Wellness agenda to transform construction sector

Over the years green buildings have been seen as niche and, despite their benefits, still not mainstream. Well, it’s time to think again as the combination of the global phenomenon of well-being, a more aware occupant and strong evidence linking the quality of workplace and productivity, is changing that perception.

Well-being – the state of being comfortable, healthy, or happy – is a global industry worth an estimated $3.7 trillion in 2015 [1]. Millions of people are pursuing diets, exercise, beauty and anti-aging pursuits, not to mention the sales of preventive medicine, leisure and tourism activities, all to aid wellness.  They are enabled by technology such as smart phones and smart watches with clever apps that can measure everything from sleep patterns to room temperatures. This gives consumers 24/7 access to information that can help inform the choices they make. Given that people spend most of their time inside a home or an office, attention has turned to the role buildings can play to support health and well-being of their occupants.

So, what is a healthy building? There is much scientific evidence that demonstrates the relationship between aspects such as a better indoor environment – thermal comfort, good ventilation, natural light, and no atmospheric pollution from chemicals in carpets and furniture – and peoples’ health. A comprehensive overview was published by the World Green Building Council[2]. Studies have found that keeping people happy in the workplace improves productivity and loyalty to the company whilst reducing sick leave. Employers know staff costs are significantly more expensive than their property costs, and that it is important to attract and retain talent within their organisations. Providing attractive healthy workplaces is one such way of attracting staff. Employees recognise the importance of their workplace environment on their health and, enabled by technology, they can see how the buildings are performing. For example, apps are available on smart phones to measure oxygen and air temperatures. If an office is over-heating in a heat wave, or is cold during a cold snap, employees are able to request actions to improve the situation. Using these technologies, an understanding of how the building is performing is no longer in the domain of the facilities manager, hidden away in a room in the depths of the building. Staff awareness about their working environment has made companies realise the need for more sustainable buildings.

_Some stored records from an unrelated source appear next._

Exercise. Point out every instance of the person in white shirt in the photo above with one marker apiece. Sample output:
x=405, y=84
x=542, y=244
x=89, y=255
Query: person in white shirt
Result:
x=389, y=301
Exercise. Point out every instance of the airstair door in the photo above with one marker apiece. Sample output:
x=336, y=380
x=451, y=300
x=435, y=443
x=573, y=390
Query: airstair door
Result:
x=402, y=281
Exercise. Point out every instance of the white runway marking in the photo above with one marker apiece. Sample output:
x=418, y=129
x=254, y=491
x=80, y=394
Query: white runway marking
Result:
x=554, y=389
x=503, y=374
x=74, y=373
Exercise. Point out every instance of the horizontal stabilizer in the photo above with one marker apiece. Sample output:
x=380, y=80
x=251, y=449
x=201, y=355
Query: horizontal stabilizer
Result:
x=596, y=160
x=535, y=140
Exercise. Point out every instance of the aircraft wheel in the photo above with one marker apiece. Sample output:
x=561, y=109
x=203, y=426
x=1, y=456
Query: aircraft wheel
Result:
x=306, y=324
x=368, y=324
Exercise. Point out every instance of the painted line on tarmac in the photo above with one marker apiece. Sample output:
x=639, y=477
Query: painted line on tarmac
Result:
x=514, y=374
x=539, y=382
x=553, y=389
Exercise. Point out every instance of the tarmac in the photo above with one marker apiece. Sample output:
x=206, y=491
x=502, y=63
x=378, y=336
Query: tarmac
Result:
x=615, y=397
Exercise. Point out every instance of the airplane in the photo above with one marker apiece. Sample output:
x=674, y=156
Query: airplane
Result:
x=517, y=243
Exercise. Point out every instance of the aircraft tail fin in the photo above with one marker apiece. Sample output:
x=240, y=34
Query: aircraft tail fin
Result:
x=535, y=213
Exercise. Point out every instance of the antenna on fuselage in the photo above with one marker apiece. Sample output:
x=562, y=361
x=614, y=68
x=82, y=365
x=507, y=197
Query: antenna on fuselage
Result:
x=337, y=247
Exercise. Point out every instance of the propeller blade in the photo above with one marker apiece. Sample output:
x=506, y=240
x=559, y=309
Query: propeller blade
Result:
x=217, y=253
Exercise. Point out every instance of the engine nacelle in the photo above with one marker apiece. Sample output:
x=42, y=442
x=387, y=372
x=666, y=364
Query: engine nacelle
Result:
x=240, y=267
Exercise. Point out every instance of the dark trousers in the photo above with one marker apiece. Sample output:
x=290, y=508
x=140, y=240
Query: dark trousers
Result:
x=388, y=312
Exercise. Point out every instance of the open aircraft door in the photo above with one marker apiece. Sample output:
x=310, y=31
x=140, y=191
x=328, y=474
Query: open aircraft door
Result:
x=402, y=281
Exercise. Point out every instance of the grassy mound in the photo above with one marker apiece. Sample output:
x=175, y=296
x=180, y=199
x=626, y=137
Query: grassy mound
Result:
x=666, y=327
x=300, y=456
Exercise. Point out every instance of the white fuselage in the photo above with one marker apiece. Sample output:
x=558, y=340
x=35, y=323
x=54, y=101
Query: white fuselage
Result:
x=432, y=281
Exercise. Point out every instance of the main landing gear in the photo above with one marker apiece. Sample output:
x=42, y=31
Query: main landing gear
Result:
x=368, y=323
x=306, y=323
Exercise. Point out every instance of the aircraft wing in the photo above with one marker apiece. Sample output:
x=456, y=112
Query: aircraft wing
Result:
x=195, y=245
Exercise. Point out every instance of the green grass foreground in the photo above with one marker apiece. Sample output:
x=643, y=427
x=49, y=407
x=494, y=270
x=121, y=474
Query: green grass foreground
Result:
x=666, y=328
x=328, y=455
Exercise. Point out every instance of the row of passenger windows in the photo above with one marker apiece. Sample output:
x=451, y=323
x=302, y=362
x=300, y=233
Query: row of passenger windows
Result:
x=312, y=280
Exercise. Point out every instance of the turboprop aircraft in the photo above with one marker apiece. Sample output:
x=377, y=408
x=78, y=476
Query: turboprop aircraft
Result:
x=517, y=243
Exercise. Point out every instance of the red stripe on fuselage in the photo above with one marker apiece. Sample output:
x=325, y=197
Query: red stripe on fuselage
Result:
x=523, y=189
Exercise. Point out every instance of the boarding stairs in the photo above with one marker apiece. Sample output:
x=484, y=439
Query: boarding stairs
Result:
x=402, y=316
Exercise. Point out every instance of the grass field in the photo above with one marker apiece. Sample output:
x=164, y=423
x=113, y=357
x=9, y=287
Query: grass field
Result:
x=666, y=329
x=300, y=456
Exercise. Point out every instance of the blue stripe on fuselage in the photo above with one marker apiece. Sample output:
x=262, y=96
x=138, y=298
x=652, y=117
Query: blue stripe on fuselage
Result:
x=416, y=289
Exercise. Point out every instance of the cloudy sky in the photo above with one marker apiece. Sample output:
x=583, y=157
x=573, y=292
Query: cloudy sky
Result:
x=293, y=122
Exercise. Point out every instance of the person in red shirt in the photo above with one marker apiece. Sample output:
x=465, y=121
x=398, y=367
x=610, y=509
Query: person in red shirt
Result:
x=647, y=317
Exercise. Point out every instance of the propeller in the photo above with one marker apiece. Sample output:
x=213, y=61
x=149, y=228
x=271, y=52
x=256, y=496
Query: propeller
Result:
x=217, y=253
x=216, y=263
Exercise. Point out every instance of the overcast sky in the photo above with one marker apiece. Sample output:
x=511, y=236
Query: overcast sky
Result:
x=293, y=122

The significance of healthy homes and buildings has not been lost on politicians. An all-party UK parliamentary group are publishing a white paper this autumn to highlight potential legislative and policy changes to drive improvements in energy performance and comfort.[3] Draft recommendations include, amongst others, improving building design and increasing skills and knowledge in the construction sector.

There are opportunities for funding to help drive innovations in this area. In July, Innovate UK, as part of UK Research and Innovation, launched a competition to invest up to £12.5 million in innovative projects to transform the UK construction sector[4]. The aim of this competition is to invest in solutions to improve productivity, quality and performance of the UK construction sector. The funding focusses on three areas: Designing and managing buildings through digitally-enabled performance management; Constructing quality buildings using a manufacturing approach; and Powering buildings with active energy components and improving build quality. Taking the first area – how could heating and ventilation systems be further improved through the smart sensors allowing users further opportunities to improve the performance of the building and their overall wellness?

Quality covers the aspects of manufacturing, installation but also performance. Here, again, what opportunities are there to be designing for health and well-being outcomes? For example, ensuring the materials used don’t release any harmful chemicals, like volatile chemicals (VOCs), over their period of use. Indeed, some product manufacturers like those making facades are now incorporating materials that capture and store air pollutants, thus improving air quality.

Innovating and demonstrating the contribution building components can make to improve the performance of the building – particularly in well-being – is definitely an opportunity not to be missed.

All of this, I believe, represents a chance for the construction sector to innovate and demonstrate how its goods and services contribute to occupants’ health and well-being. This needs to be achieved whilst still being environmentally friendly, and not at the expense of higher carbon emissions or generating more waste. Manufacturers, suppliers and installers should be considering how their building products aid the overall performance of the building and directly contribute to the health and well-being agenda.